Why Operating Expenses are important? 

Make sure that Operating expenses are not included in cost of goods sold (COGS) but consist of the direct costs involved in the production of a company's goods and services. Meaning Operating expenses are the remaining costs that are not included in COGS. Example of one of the typical operating expenses a Rent. 

Here are the three OpEx models: 

  1. Constant Amount(Recurring Costs): Go with this expense model, when you have expenses that occur on specific period of time(Daily, Weekly, Monthly, Quarterly or Yearly), With your cost amount you can also specify percentage variation over time for these frequencies. Example of such operating expense is monthly rent you pay for office space.
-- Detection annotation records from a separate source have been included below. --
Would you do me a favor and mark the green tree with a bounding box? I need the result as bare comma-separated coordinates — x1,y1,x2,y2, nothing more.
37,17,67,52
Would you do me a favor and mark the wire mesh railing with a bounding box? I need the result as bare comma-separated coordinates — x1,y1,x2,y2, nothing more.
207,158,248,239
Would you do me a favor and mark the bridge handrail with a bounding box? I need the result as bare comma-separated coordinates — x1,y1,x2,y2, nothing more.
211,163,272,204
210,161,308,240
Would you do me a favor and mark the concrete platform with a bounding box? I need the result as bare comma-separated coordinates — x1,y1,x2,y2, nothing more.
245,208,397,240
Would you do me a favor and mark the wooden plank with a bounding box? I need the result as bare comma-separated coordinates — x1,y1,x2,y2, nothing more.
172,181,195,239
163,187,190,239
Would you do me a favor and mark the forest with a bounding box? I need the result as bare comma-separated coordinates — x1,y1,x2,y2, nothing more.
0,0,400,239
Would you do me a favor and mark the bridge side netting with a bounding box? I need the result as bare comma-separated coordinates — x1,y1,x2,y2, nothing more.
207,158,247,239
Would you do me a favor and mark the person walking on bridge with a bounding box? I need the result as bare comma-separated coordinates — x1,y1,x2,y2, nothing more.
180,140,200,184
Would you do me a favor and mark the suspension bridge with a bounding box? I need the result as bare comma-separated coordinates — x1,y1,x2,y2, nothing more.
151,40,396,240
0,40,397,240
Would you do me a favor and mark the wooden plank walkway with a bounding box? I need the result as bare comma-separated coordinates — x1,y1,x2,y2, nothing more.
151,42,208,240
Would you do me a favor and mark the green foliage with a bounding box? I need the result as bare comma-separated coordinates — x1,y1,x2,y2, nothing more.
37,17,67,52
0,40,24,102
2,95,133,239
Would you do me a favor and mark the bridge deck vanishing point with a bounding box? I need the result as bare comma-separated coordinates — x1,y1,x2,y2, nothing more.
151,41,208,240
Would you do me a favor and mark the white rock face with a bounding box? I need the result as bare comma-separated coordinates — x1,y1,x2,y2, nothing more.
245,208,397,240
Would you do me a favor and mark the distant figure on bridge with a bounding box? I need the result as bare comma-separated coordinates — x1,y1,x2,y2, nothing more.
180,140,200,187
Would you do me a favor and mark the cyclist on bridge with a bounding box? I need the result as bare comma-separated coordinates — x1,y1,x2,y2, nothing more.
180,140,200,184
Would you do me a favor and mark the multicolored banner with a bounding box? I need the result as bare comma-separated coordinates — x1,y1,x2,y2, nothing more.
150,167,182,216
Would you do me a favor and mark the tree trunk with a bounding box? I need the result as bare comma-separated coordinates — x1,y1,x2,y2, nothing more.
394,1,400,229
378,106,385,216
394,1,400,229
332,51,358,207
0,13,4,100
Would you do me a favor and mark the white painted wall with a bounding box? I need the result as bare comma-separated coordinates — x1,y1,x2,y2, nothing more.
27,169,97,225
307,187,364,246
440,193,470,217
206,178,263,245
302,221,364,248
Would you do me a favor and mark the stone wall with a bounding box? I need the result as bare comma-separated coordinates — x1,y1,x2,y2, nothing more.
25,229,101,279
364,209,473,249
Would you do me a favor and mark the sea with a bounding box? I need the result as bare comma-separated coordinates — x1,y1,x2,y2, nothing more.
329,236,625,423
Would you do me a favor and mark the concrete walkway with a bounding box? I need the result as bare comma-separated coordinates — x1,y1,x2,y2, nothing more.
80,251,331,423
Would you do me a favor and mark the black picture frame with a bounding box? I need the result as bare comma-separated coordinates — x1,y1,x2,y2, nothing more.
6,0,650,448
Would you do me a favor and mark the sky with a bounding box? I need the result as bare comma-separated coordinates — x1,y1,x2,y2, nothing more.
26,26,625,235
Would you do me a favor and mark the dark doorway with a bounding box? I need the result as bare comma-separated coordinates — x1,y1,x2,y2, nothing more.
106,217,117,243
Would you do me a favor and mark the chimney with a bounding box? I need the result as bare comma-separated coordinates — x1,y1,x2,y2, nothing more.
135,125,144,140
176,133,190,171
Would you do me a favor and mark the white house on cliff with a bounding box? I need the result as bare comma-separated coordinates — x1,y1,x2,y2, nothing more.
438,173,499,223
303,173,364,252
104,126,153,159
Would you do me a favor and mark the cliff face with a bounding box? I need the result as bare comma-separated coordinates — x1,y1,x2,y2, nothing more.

  1. % of Overall Revenue Or Specific Revenue Stream: Best to use when there may be some operating expenses are directly associated with % of sales. Depending on your revenue stream model, Choose the Revenue Streams and link this expense with it.

  1. % of other Operating Expense: Is your expense directly associated as a percentage of any other Operating expense? Choose this option if you find such a nested relation between expense. Inherit one expense from another expense.

  1. Varying amounts over time: If none of above models are applicable, or you already have a detailed forecast in Excel or elsewhere, Choose this option to just enter overall expense values without any detail. Enter expense values straight-away into the excel sheet.